Bio Recovery
- Industry: Bio-hazard and Crime scene cleanup
- Founded: 1998
- Founder: Ron Gospodarski
- Key people: Victoria Vallone (CEO)
- Website: www.biorecovery.com

= Bio Recovery =

American company that handles crime scene and bio-hazard cleanups

Bio Recovery is an American company that handles crime scene and bio-hazard cleanups. The company assisted in the clean-up of the apartment of Craig Spencer, who worked with Doctors Without Borders, when he contracted Ebola, as well as a bowling alley he visited in New York.

==History==
Ron Gospodarski founded Bio Recovery Corporation in 1998 out of his apartment. Previously, he was a volunteer paramedic, and worked as operations manager in a Queens district attorney's office for six years. After Ron Gospodarski died, the company was inherited by his sister, Fran Gospodarski, who later sold off the company to a local competitor, All Island Bio Recovery and Restoration, located in Ronkonkoma, New York.

== Work ==
Bio Recovery has cleaned accidents, suicide and homicide scenes, hoarding situations, anthrax outbreaks, sewage overflow, and other bio-hazard situations. A cleanup requires personal protective gear including a Hazmat suit or single-use non-porous suits, double-filter respirators and chemical spill boots.

Bio Recovery worked on the 2000 Wendy's massacre in Flushing, Queens where five employees were killed during a robbery orchestrated by a manager and former employee. The cleanup took 65 certified technicians and two weeks to finish. The company also handled the crime scene clean for the triple murder above the Carnegie Deli in Manhattan. In 2001, Mayor Rudy Giuliani hired Bio Recovery to remove anthrax from several New York buildings. The company also cleaned anthrax from the ABC-TV headquarters. In 2003, the Regal Princess, a cruise ship struck by the Norwalk virus, was handled by Gospodarski and his team.

The company worked on the beating of Glenn Moore by Nicholas "Fat Nick" Minucci in June 2005 and the murder of ex-cop Raymond Sheehan in February 2008. In January 2009, it worked on a home in Springfield Gardens, Queens when Vivian Squires, 86, was attacked by an intruder who she tried to fight off. The company has also worked for large corporations including Marriott Hotels, Burger King, and CVS Pharmacies.

== Alec Baldwin “Rust” Shooting Incident Cleanup ==
In 2021, Bio Recovery was contracted to manage the cleanup of the set of the film Rust following the accidental shooting that resulted in the death of cinematographer Halyna Hutchins.

== Hiring During the Pandemic ==
During the COVID-19 pandemic, Bio Recovery distinguished itself by ramping up its hiring efforts at a time when many companies were downsizing or halting operations. As the demand for specialized cleaning services surged due to heightened concerns over biohazard contamination, Bio Recovery responded by expanding its workforce.

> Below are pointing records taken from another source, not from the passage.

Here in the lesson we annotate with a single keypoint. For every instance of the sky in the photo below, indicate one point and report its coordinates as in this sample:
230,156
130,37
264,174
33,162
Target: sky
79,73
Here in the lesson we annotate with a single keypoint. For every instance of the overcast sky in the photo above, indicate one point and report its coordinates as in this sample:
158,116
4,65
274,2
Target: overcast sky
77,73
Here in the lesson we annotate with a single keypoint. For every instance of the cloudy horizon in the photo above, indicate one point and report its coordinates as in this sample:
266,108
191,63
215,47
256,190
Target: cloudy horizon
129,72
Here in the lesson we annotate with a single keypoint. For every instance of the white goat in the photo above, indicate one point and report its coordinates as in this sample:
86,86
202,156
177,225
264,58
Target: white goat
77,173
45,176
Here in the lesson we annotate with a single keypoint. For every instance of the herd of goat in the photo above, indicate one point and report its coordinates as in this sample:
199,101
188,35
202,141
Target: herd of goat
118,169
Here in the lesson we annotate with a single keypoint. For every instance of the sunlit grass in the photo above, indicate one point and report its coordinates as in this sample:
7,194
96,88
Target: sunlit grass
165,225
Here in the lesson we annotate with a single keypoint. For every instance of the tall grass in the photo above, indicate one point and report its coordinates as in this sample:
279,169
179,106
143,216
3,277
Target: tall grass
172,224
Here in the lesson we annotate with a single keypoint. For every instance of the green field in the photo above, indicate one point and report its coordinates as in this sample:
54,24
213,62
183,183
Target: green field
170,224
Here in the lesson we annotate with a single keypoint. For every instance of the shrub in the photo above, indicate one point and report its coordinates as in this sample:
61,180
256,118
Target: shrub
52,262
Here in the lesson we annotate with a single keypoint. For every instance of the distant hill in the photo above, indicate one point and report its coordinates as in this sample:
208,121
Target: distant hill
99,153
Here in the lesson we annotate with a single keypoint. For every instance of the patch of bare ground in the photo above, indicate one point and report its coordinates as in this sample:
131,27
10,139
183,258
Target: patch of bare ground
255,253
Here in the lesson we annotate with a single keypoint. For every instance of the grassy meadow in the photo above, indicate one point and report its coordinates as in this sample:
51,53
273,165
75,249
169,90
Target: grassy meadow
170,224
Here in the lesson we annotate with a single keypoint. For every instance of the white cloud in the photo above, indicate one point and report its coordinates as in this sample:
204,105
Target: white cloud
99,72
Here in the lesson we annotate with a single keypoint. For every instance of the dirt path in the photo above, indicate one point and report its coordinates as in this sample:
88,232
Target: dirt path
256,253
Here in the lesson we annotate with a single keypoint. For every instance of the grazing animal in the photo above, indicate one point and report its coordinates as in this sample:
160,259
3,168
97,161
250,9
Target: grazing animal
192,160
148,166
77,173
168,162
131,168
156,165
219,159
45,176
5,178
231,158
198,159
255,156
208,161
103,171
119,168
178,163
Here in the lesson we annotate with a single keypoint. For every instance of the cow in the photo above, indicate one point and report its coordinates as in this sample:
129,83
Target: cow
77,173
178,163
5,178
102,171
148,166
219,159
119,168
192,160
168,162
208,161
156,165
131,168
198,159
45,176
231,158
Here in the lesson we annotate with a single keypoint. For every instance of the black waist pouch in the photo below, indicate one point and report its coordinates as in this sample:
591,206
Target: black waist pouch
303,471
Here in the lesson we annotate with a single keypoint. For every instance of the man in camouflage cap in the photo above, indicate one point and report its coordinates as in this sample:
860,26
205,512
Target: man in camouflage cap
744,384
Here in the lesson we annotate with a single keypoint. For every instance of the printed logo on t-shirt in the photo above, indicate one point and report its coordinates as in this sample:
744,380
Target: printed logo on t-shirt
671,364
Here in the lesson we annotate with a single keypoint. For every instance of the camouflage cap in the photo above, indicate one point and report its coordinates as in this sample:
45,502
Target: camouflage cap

== The Soul Mediators (Social Media) ==
In 2023, Bio Recovery's social media presence gained attention through the TikTok account "The Soul Mediators." This account, managed by Bio Recovery's team, showcases the intricacies and challenges of crime scene cleanup, offering a glimpse into the profession. The TikTok account has been featured in several media outlets, including A&E's Real Crime, New York Post, and Business Insider, highlighting its role in demystifying the field of biohazard remediation.

==Ebola cleanup==
In October 2014, Bio Recovery worked to decontaminate the apartment in Harlem that belonged to Dr. Craig Spencer, a doctor at NewYork–Presbyterian Hospital who worked with Doctors Without Borders to treat Ebola. The doctor contracted Ebola, and the company was responsible for cleaning his apartment. The company also cleaned Gutter, a bowling alley Spencer had visited. The state department of Health and Mental Hygiene checked on Bio-Recovery's work after it was done, the spokesman said, "and found the cleanup was successfully performed and executed"

Controversy later erupted after it was reported that the company's chief safety officer, Sal Pane, had a history of fraud accusations and had misled the city about his experience with bio-hazardous cleanups.

Following the Ebola cleanup in New York City, revelations slowly trickled out revealing a pattern of Controversy from the company. Documents released months after the cleanup, including emails with city officials, revealed that the company claimed to have had training it didn't have at the time of the cleanup. Following media investigations into the company, claims of certifications were taken down from the company's website. The company also claimed to be working for the United States Army, which was denied by the Department of Defense and army medical officials.